A Prefeitura de Mongaguá decretou intervenção no Contrato de Gestão firmado com a Organização Social Hospital Beneficente São José de Herculândia, responsável pela administração do Pronto Socorro Central e da mão de obra clínica da Unidade de Pronto Atendimento (UPA) de Agenor de Campos. A medida terá duração inicial de 180 dias.
De acordo com o documento, a decisão foi motivada por uma série de irregularidades apontadas pela Comissão de Avaliação do contrato, incluindo atrasos no pagamento de colaboradores e fornecedores, ausência de comprovação de provisionamento de verbas rescisórias, descumprimento de notificações e risco de desassistência à população.
Relatórios técnicos também indicaram que, apesar dos repasses financeiros realizados pelo Município, os profissionais das unidades de saúde não vinham recebendo seus salários regularmente. A Administração Municipal destacou que a organização social foi notificada diversas vezes pela Secretaria de Saúde, sem apresentar solução satisfatória para os problemas identificados.
O decreto ressalta que a prestação de serviços não pode sofrer interrupções e deve atender aos princípios de eficiência, regularidade e interesse público.
Durante a intervenção, a gestão das unidades será assumida diretamente pelo Município, que poderá adotar medidas emergenciais para assegurar o funcionamento do serviço, incluindo contratações e pagamentos excepcionais.
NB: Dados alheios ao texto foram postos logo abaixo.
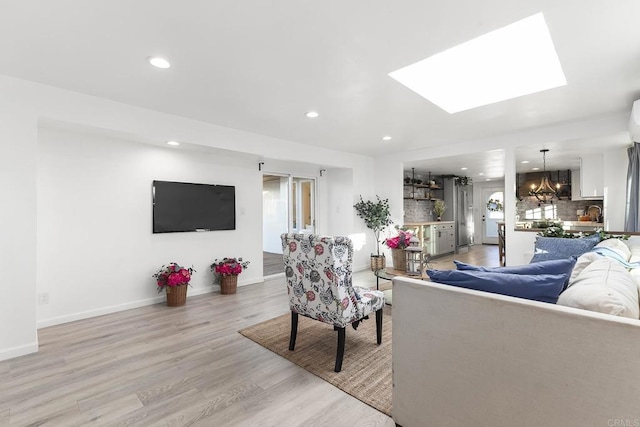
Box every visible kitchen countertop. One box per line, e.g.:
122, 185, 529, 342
403, 221, 453, 227
515, 221, 604, 231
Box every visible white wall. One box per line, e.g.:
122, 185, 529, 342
602, 149, 629, 231
0, 76, 373, 359
37, 128, 262, 326
0, 103, 38, 360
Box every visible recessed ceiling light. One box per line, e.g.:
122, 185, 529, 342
389, 13, 567, 114
147, 56, 171, 68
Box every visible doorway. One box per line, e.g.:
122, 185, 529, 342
262, 174, 316, 276
481, 187, 504, 245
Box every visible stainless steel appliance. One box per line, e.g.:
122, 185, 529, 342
442, 176, 474, 253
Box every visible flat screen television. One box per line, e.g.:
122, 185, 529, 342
153, 181, 236, 233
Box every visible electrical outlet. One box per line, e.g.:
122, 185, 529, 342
38, 292, 49, 305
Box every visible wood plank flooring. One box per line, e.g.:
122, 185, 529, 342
0, 246, 498, 427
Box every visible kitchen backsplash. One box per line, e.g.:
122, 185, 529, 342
516, 197, 602, 221
404, 199, 434, 222
404, 197, 602, 222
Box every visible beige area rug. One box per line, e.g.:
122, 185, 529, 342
239, 307, 392, 416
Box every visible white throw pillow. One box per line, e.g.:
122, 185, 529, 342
558, 258, 640, 319
625, 240, 640, 262
567, 252, 602, 287
595, 239, 631, 261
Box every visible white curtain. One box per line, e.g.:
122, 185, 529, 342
624, 142, 640, 231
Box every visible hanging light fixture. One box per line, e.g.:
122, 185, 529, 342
529, 148, 556, 203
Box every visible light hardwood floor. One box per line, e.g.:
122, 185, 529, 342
0, 246, 498, 427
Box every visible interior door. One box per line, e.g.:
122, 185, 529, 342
481, 187, 504, 245
262, 174, 290, 254
289, 177, 316, 234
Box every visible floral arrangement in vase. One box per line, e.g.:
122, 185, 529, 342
211, 257, 249, 295
153, 262, 195, 292
211, 257, 251, 283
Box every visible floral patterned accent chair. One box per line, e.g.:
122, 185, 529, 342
281, 234, 384, 372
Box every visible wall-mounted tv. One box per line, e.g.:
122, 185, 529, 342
153, 181, 236, 233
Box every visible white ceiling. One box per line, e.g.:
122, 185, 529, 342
0, 0, 640, 176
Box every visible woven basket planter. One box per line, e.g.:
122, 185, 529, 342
220, 276, 238, 295
371, 255, 387, 271
165, 284, 189, 307
391, 249, 407, 271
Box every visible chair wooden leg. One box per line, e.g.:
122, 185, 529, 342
334, 326, 345, 372
376, 309, 382, 345
289, 311, 298, 350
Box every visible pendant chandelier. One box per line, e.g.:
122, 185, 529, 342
529, 148, 556, 203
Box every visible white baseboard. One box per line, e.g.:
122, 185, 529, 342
36, 279, 264, 330
0, 341, 38, 360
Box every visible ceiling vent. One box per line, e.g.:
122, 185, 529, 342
629, 99, 640, 142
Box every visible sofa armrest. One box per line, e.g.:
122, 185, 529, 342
392, 277, 640, 427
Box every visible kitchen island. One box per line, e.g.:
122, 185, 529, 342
515, 221, 604, 233
404, 221, 456, 257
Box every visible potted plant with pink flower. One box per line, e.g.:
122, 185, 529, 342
153, 262, 195, 307
211, 257, 250, 295
384, 226, 413, 271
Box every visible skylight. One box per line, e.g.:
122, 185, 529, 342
389, 13, 567, 114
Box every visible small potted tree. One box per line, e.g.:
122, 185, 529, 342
353, 196, 393, 271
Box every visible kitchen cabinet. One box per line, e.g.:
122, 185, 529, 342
404, 184, 442, 200
580, 154, 604, 199
404, 168, 442, 201
404, 221, 456, 256
431, 222, 456, 256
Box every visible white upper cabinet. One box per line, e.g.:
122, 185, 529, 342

Para conduzir os trabalhos, foi instituído um Conselho Interventor, formado por representantes da área da Saúde e da Administração Municipal. O grupo terá poderes para gerenciar a unidade, revisar contratos, efetuar pagamentos, realizar contratações emergenciais e adotar todas as providências necessárias para garantir a continuidade do atendimento.
Entre as atribuições, o Conselho poderá ainda abrir e movimentar contas bancárias, firmar convênios e reavaliar contratos vigentes, inclusive de recursos humanos. A presidência do colegiado ficará a cargo do diretor técnico da Empresa Municipal de Saúde, Dr. Helder Ribeiro Albuquerque Esteves, cedido pela autarquia para a condução dos trabalhos nas duas unidades de saúde.
Durante a vigência da intervenção, ficam suspensas as atividades da Comissão de Avaliação do contrato, bem como a exigência de cumprimento das metas originalmente estabelecidas.
O decreto também prevê que, caso sejam confirmadas irregularidades contratuais ou legais, a organização social poderá ser desqualificada.
O Jornal da Orla entrou em contato com a Organização Social Hospital Beneficente São José de Herculândia, mas não obteve resposta até a publicação desta matéria. O espaço segue aberto.